端粒酶是由RNA和蛋白质组成的一种核糖核蛋白酶, 它一般在癌细胞中被激活. 它与端粒DNA的不断复制以及癌细胞的不断增殖密切相关. 所以检测端粒酶的活性对癌症的早期诊断以及以端粒酶为靶标分子的抗癌药物的开发具有重要意义. 利用杂交链式反应(HCR)无酶放大检测信号, 建立了一种简单、快速的端粒酶活性检测方法. 端粒酶延伸产物是一条末端具有(ggttag)_n重复序列的DNA. 在实验过程中, 通过链霉亲合素与生物素的特异性作用将端粒酶延伸产物连接在磁性微球上. 设计一条端粒酶延伸产物特异性的DNA探针I作为杂交链式反应的引发探针. DNA探针I的3'-端与端粒酶延伸产物的重复序列匹配, 通过杂交, DNA探针I被固定在磁球上; DNA探针I的5'-端引发DNA探针II和探针III发生杂交链式反应. DNA探针II和探针III上都标记有荧光基团, 可以利用荧光直接进行信号检测. 在反应过程中, 通过磁分离去除多余未反应的三种DNA探针. 在优化条件下, 可以检测到1.0×10⁵个Hela细胞中的端粒酶活性. 该方法简单、快速、检测成本低, 分析全程无酶参与, 在肿瘤或癌症的临床诊断以及以端粒酶为靶标分子的抗癌药物的筛选上具有广阔的应用前景.

关键词: 端粒酶活性, 杂交链式反应, 无酶信号放大, 荧光检测, 磁分离

Telomerase is a ribonucleoprotein complex that is usually activated in the cancer cells and is closely related to telomere maintenance and immortalization of cancer cells. Telomerase activity detection is important for early diagnosis of human cancers as well as the screening of telomerase-target anti-cancer drugs. A new simple and fast method to detect the telomerase activity has been developed based on hybridization chain reaction (HCR) and magnetic separation. In the assay of experiment, the biotin-labeled telomerase substrate is elongated by telomerase generating a special DNA with repeated sequences-(ggttag)_n at their terminals. These telomerase elongated products are fixedly connected with streptavidin-coated magnetic beads through the specific combination of streptavidin with biotin. At the same time, other cell extracts are removed by magnetic separation. A specific DNA probe I is designed as the initiator of HCR. 3'-Terminus of DNA probe I is complementary with three repeated sequences of telomerase elongated product. So, DNA probe I could be fixed on magnetic bead through hybridization. 5'-Terminus of DNA probe I is in charge of triggering HCR with DNA probe II and probe III. DNA probe II and probe III are modified with fluorophores.
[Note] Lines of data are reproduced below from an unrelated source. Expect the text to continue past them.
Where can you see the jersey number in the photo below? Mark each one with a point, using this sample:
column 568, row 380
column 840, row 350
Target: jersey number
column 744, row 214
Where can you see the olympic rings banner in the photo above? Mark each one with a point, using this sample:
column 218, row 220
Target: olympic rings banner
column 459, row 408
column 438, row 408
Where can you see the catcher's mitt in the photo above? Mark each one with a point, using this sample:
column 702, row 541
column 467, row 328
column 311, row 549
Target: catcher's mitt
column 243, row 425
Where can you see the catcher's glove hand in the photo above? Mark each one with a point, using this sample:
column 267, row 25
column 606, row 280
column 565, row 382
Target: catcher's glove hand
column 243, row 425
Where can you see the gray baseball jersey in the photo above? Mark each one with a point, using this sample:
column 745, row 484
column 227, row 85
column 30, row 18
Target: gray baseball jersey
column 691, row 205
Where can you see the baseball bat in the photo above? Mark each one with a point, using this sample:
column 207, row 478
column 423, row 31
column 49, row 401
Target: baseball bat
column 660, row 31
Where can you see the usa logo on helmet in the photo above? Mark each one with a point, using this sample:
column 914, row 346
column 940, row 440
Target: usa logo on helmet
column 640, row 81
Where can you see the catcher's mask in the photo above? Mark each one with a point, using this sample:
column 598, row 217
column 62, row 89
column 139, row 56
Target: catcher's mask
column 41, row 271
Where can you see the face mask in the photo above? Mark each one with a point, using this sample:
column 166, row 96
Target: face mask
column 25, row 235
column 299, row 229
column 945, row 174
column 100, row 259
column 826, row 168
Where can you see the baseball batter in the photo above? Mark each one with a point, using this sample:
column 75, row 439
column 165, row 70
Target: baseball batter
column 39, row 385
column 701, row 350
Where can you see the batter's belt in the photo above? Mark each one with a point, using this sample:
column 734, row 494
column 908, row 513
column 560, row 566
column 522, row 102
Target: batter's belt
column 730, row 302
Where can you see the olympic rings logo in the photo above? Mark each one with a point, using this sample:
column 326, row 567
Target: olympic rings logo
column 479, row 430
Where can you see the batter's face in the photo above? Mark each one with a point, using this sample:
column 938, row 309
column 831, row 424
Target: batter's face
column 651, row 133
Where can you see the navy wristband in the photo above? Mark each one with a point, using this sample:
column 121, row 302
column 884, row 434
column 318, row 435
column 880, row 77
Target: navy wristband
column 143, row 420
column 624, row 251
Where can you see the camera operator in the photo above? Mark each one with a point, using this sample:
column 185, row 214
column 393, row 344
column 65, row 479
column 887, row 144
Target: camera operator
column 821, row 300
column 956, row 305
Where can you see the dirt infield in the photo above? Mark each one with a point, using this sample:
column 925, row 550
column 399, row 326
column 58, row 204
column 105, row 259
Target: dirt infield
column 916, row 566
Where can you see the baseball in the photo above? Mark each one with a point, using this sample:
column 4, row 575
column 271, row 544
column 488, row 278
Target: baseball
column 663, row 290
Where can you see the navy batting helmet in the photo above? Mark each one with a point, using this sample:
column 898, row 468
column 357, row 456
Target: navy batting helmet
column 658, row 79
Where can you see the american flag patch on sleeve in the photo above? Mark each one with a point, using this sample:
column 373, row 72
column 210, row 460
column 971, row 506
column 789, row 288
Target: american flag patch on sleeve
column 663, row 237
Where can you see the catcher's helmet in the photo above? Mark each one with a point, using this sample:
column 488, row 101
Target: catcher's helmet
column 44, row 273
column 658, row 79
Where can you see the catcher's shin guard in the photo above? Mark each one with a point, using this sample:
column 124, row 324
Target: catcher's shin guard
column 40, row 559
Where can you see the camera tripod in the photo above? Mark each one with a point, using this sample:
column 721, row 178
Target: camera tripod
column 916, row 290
So, the HCR amplification results can be easily detected by fluorescence. All of excessive DNA probes can be removed by magnetic separation. Under the optimal conditions, telomerase activity in 1.0×10⁵ Hela cells has been obviously detected. Because no enzyme involves in the signal amplification process of HCR, our proposed method can effectively avoid the interference of nonspecific amplification which usually exists in the polymerase amplification processes and increase the accuracy of the test results. Furthermore, enzyme-free signal amplification can effectively avoid the potential interference of telomerase inhibitor to the enzyme activity and improve the reliability of screening of telomerase inhibitors.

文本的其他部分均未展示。